Saturday, December 10, 2005

The Worst Seuss

CIH.pngI've always enjoyed Dr. Seuss's children's books. Before I had a child I had not read very many of them, but the ones I had read always struck me as jovial, funny, silly and interesting in a quirky sort of way. I had a friend roughly my age who was a big Seuss fan at the age of 3, and this never seemed odd to me. A couple of years ago I read Oh, The Places You'll Go! and thought it was just great because it wasn't just a happy-happy isn't-life-always-wonderful joyfest of unrealistic puffery. Fox In Socks is really fun too. In our culture, your sort of supposed to like Dr. Seuss, so I just did.

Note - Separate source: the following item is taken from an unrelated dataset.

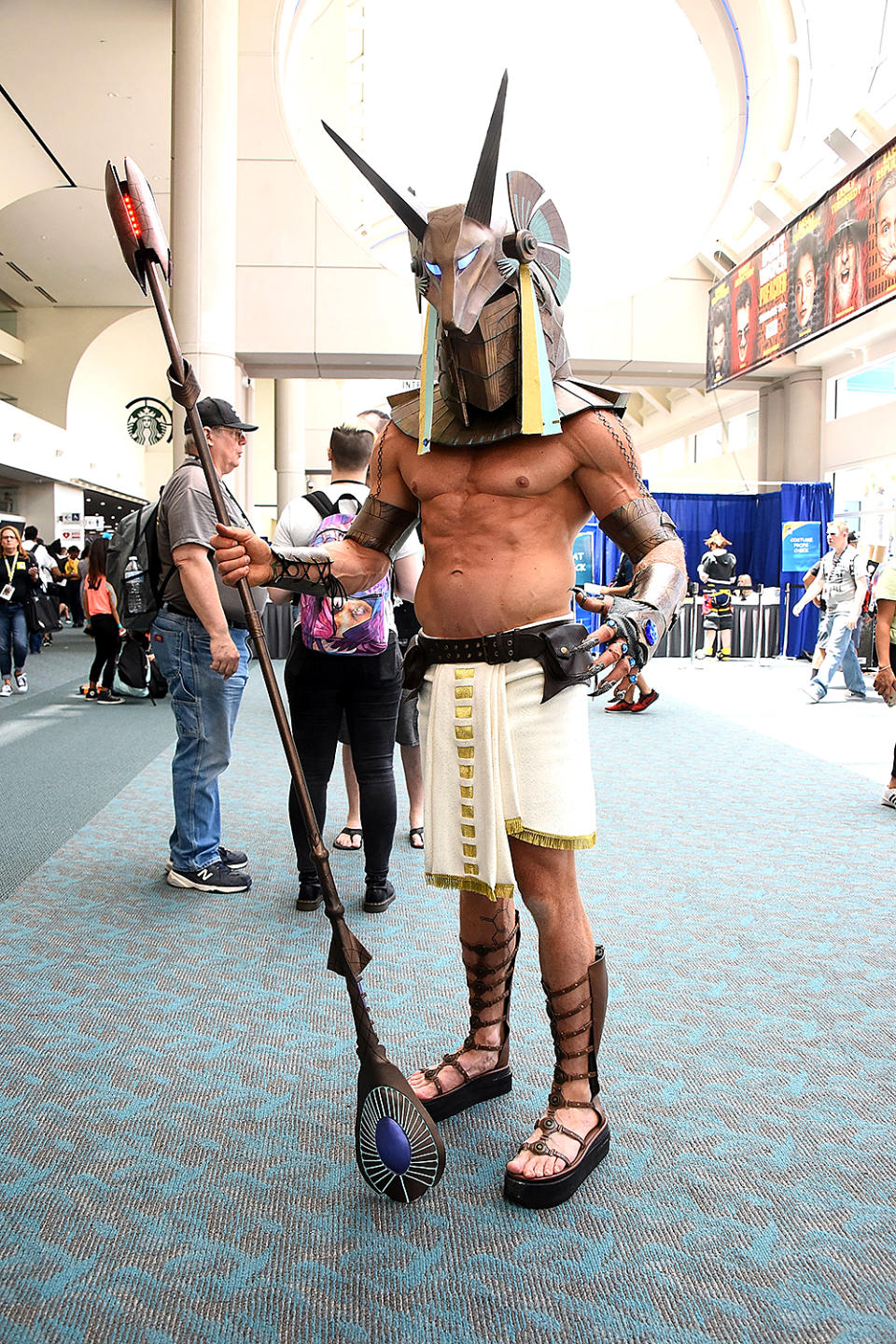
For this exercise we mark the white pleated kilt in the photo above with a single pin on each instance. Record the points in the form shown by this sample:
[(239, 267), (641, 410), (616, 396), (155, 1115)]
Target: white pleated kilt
[(497, 763)]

But I have to admit, the more Seuss I read, the more I believe that sometimes the good Doctor wasn't really trying very hard. The worst I've found is There's a Wocket in My Pocket where Theodore completely phones it in with a deluge of made up rhymes. A WOSET in the CLOSET? Sure, the appeal of some of Dr. Seuss is the images of strange and wonderful places and creatures that have unusual sounding names to go with the other-worldly scenery. But come on... have you noticed how often these names conveniently form a rhyme? I mean, a NOOTH GRUSH on my TOOTHBRUSH? Seriously, it seems even Dr. Seuss considered it a bit of a stretch: the subtitle calls it a "Book of Ridiculous Rhymes". I'll say.

And while I'm on the subject of bad Seuss books, let me rant a bit about the atrocities committed by Random House with their two flap-book versions of The Foot Book and the magnificent classic Green Eggs and Ham. These are both wonderful books in their standard binding. If you don't know what a flap book is, it's one of those books with thick pages with flaps cut in them so a child (or parent) can work on some fine motor skills by opening the flap to reveal some hidden text or picture. Now, the thing about young kids is that they don't know how to read and couldn't care less about the order in which the flaps are explored. The various Maisey books understand this and are quite fun for an adult to share with a child.

But the Dr. Seuss flap books are maddening, as your child will randomly open and skip flaps, turning Mr. Geisel's usually delightful poetry into a choppy word salad. If that weren't bad enough, the folks at Random House have desecrated The Foot Book by pointlessly editing and adding verses (not to mention sloppy art, which is a lesser problem, although noticeable). The end result for the literate half of the reading team (especially someone who has long ago memorized the text of the book) is a grating, random, dissociated mess. Awful.